The following is a summary of “Clinical, radiological and histopathological features of patients with familial pulmonary fibrosis,” published in the June 2024 issue of Pulmonology by Jaula et al.

Familial pulmonary fibrosis (FPF) is characterized by pulmonary fibrosis affecting at least two biological relatives, presenting a diverse array of clinical features among affected individuals. This study aimed to comprehensively characterize the demographic and clinical profiles of patients with FPF, reassess high-resolution computed tomography (HRCT) scans, evaluate the histopathology of surgical lung biopsies, assess survival outcomes, and examine the applicability of risk prediction models specific to this patient population. The researchers conducted a retrospective cohort study utilizing data from Oulu University Hospital and Oulaskangas District Hospital, encompassing 68 patients diagnosed with pulmonary fibrosis (ICD 10-code J84.X) between January 1, 2000, and January 11, 2023, who also reported having at least one relative with the same condition. 

Clinical information was extracted from hospital medical records, and both HRCT scans and histological specimens were re-evaluated. Among the cohort, 37 patients (54.4%) were male and 31 (45.6%) female, with mean ages of 68.6 years for women and 61.7 years for men (p = 0.003). Notably, 37 patients (54.4%) were nonsmokers. The predominant radiological pattern identified was usual interstitial pneumonia (UIP), observed in 51 patients (75.0%), followed by unclassifiable patterns (8 patients, 11.8%) and nonspecific interstitial pneumonia (NSIP) in 3 patients (4.4%). Pleuroparenchymal fibroelastosis (PPFE) was noted in 13.2% of the cases as a singular or combined pattern. 

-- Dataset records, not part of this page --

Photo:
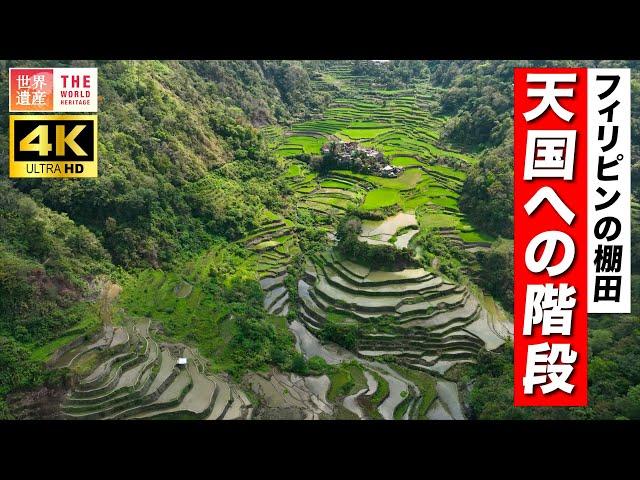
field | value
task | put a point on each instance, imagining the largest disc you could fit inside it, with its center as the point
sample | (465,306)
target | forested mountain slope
(181,167)
(215,223)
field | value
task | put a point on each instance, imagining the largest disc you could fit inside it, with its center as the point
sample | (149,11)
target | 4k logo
(53,146)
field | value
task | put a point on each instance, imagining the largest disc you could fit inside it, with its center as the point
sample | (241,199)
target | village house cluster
(356,157)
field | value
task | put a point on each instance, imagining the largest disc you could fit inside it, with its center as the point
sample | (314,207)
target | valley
(333,303)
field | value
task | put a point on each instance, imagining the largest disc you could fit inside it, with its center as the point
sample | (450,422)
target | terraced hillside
(411,315)
(413,325)
(126,374)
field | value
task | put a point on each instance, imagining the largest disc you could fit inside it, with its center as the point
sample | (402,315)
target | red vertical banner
(550,237)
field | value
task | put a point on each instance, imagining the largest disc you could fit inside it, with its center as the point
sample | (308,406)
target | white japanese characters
(609,194)
(550,154)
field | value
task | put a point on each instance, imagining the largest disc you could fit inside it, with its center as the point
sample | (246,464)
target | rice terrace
(366,275)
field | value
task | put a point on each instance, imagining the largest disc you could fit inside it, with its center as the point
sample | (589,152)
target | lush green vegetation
(212,199)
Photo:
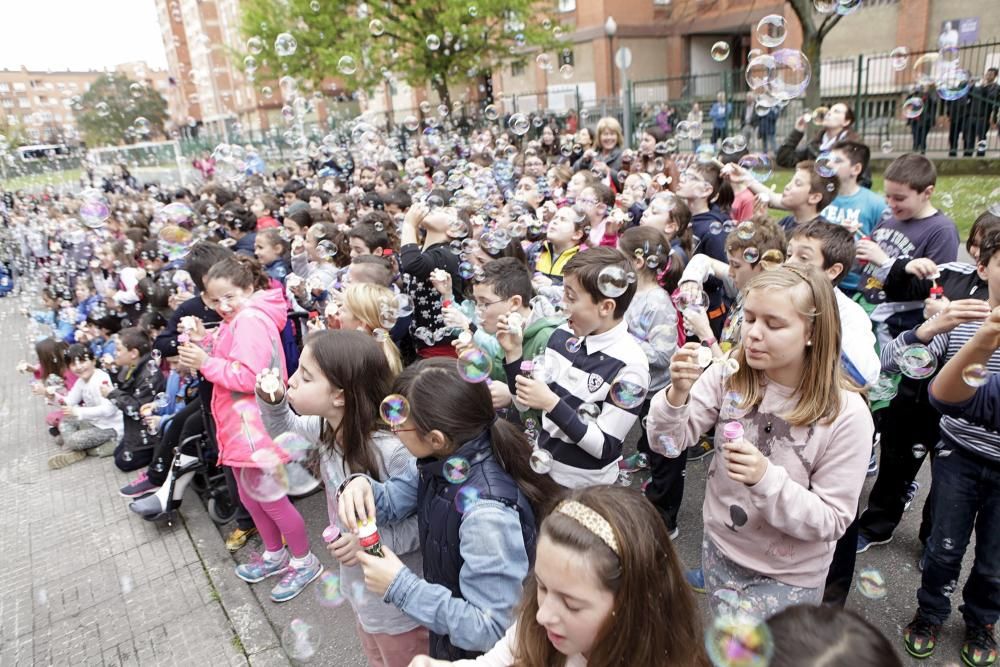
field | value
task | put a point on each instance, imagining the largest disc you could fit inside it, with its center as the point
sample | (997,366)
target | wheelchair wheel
(221,509)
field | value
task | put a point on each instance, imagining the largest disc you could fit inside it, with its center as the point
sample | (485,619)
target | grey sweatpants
(81,435)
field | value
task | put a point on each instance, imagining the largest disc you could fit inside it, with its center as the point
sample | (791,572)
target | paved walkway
(87,582)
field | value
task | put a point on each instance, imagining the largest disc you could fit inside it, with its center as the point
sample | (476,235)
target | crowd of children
(460,342)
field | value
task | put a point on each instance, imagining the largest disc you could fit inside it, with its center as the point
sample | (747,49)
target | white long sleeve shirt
(96,409)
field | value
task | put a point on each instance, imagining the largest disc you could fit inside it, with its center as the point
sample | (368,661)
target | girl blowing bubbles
(591,595)
(247,342)
(781,494)
(475,497)
(341,379)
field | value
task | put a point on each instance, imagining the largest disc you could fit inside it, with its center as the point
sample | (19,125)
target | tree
(813,35)
(439,43)
(111,112)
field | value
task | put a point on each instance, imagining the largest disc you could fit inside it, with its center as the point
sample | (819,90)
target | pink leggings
(276,519)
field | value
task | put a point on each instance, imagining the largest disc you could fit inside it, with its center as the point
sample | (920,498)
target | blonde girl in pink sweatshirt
(779,496)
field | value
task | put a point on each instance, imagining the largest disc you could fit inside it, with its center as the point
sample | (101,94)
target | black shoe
(979,648)
(920,637)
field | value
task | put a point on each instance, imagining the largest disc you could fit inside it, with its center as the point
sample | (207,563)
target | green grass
(37,181)
(970,195)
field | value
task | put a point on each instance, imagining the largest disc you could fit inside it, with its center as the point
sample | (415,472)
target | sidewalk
(87,581)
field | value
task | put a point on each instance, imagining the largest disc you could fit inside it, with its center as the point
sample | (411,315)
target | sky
(79,34)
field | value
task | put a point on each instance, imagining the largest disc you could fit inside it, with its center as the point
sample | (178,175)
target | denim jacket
(495,566)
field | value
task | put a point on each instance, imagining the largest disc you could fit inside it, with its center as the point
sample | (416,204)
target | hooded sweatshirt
(241,348)
(786,525)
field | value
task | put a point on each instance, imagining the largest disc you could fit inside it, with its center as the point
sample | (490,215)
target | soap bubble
(917,362)
(759,165)
(926,69)
(466,498)
(267,480)
(826,166)
(720,51)
(300,640)
(954,84)
(328,591)
(975,375)
(792,73)
(745,230)
(347,65)
(541,461)
(772,259)
(871,584)
(913,107)
(588,412)
(628,390)
(771,30)
(612,281)
(456,470)
(94,208)
(294,444)
(394,410)
(846,7)
(738,640)
(760,71)
(519,124)
(900,58)
(285,45)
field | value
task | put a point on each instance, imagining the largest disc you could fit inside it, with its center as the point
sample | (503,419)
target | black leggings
(185,423)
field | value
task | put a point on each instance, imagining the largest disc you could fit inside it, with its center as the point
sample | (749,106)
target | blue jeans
(966,495)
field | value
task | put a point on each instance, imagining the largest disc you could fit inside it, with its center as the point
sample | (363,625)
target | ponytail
(242,271)
(441,400)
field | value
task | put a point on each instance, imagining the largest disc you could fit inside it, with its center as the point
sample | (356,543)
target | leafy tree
(814,31)
(440,43)
(108,112)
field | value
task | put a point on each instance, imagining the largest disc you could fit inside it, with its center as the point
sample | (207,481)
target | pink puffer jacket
(241,348)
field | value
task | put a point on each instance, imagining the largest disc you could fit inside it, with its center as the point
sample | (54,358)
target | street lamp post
(610,28)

According to the 2022 guidelines for idiopathic pulmonary fibrosis (IPF), patients were classified as UIP (31 patients, 45.6%), probable UIP (20 patients, 29.4%), indeterminate for UIP (7 patients, 10.3%), or having alternative diagnoses (10 patients, 14.7%). Histopathological analysis revealed similar findings, with UIP observed in 7 patients (41.2%). Genetic variants were detected in 9 patients, including telomerase reverse transcriptase (TERT) in 6 cases, telomerase RNA component (TERC) in 2, and regulator of telomere elongation helicase 1 (RTEL1) in 1 case. The overall survival analysis indicated that 29 patients (approximately 42.6%) died or underwent lung transplantation (5 patients), with a median survival time of 39.9 months. 

The composite physiology index (CPI) and the gender-age-physiology index (GAP) stage I were statistically significant predictors of survival (p < 0.001). In conclusion, the study corroborates previous findings, highlighting the diverse radiological and histopathological patterns in FPF and the presence of unique combinations of these features.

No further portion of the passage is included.